I have been on this site a little while now, and while I have never been one of its more prolific columnists, I do read a helluva lot more questions than I answer. The reason for this is that I feel that a lot of the questions are very similar, so I tend to pick the better worded and/or more interesting ones among them:plus I without fail will answer anything you care to drop in my inbox. But for those of you whose questions I do not specifically address, here are my top five tips to make the world(and advicenators, which is after all the hub of the universe) a better place:
Enjoy!
1)You will generally be happier if you are not
constantly taking your emotional temperature. So much stress is placed these days on FEELING, that people forget that the way to FEEL happy is to DO. So get over yourself and take up skateboarding, drumming(which I highly recommend) "mumblety-peg, if that's where your heart lies". Whatever it is though, just get on with it and you'll be allright.
2) If s/he says "you're too good for me", then s/he isn't interested. End of story.
3)Honour thy father and thy mother, unless they're actually beating the crap out of you, in which case you need to call on outside agents to mediate.In all other cases though, take it easy on your folks-you won't regret it later in life.

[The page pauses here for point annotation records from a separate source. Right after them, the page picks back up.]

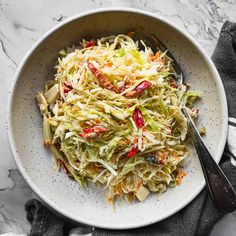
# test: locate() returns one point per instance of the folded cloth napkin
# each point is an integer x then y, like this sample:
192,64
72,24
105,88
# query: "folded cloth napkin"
200,216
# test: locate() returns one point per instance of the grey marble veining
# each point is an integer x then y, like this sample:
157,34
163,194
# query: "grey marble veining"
23,22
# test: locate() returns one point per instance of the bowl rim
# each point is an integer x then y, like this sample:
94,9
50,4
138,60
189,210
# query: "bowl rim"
11,101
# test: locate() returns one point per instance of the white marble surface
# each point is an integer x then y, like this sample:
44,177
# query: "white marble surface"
22,22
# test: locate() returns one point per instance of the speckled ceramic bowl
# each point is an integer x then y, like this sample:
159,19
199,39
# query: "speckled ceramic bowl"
88,205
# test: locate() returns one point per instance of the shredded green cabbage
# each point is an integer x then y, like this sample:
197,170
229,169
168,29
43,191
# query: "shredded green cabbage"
92,117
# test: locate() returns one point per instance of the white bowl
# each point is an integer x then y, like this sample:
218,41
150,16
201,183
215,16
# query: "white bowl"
88,205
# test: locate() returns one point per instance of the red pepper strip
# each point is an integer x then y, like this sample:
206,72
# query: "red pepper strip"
90,44
174,85
138,118
133,150
104,82
68,84
142,86
68,87
62,164
66,90
88,135
95,129
138,89
93,132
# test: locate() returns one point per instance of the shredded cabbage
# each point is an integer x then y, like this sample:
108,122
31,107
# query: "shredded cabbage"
112,116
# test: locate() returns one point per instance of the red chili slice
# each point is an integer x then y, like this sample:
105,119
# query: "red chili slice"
138,118
63,165
88,135
68,84
93,132
95,129
90,44
67,88
142,86
173,85
138,89
133,150
104,82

4)In 90% of cases, cheating is unaccepatable and inexcusable. If you think that your partner is part of the 10% (or whatever random minority)of excusable cheaters, then ask yourself why. Is it because you're such hell to live with that it's a miracle that anyone would date you, let alone stay faithful? If it is , then you have one of two problems; you either have a personality disorder which makes you undateable, or you have such low self esteem that you believe yourself undateable. In either case, you need help, so go to a counselor, therapist, doctor, whatever, just sort it out.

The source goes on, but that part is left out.